We also thanks to Dr (Prof.) MV Ashok for his wholehearted support in conducting this study, Mrs Navneet Kaur for her brief stint as JRF, Mrs Vinnarasi, Mr Vikas for data entry, Mrs Jayasudha N, service manager (Assertive Management of Attempted Suicide) in Bengaluru, for participant recruitment and guidance.
Footnotes
Declaration of Conflicting Interests: The authors declared no potential conflicts of interest with respect to the research, authorship, and/or publication of this article.

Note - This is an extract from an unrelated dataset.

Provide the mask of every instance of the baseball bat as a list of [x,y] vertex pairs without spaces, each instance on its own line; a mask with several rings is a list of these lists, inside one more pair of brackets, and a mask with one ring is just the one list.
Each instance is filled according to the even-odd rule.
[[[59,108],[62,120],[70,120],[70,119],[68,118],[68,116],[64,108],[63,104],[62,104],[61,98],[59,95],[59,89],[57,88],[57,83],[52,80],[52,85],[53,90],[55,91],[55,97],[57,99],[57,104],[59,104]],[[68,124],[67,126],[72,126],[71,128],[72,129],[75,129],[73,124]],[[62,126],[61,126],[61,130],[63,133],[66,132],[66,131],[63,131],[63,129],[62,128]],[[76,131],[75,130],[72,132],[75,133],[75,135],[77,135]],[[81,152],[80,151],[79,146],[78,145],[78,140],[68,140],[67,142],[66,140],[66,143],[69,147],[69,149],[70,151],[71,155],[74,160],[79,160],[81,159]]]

Funding: The work was supported by the Indian Council Medical Research (ICMR) under Capacity Building Projects for National Mental Health Programme, ICMR-NMHP.
Data Sharing
This study was funded by the Indian Council of Medical Research (ICMR), with research oversight by a National Coordination Unit, under Capacity Building Projects of National Mental Health Program, ICMR-NMHP.
ICMR-NMHP has also set up a Data Managing Unit (DMU) with a data repository and server into which anonymized data from this study and other similar projects are deposited.
Any data sharing will be considered after the funded study is complete and due permission from ICMR is obtained.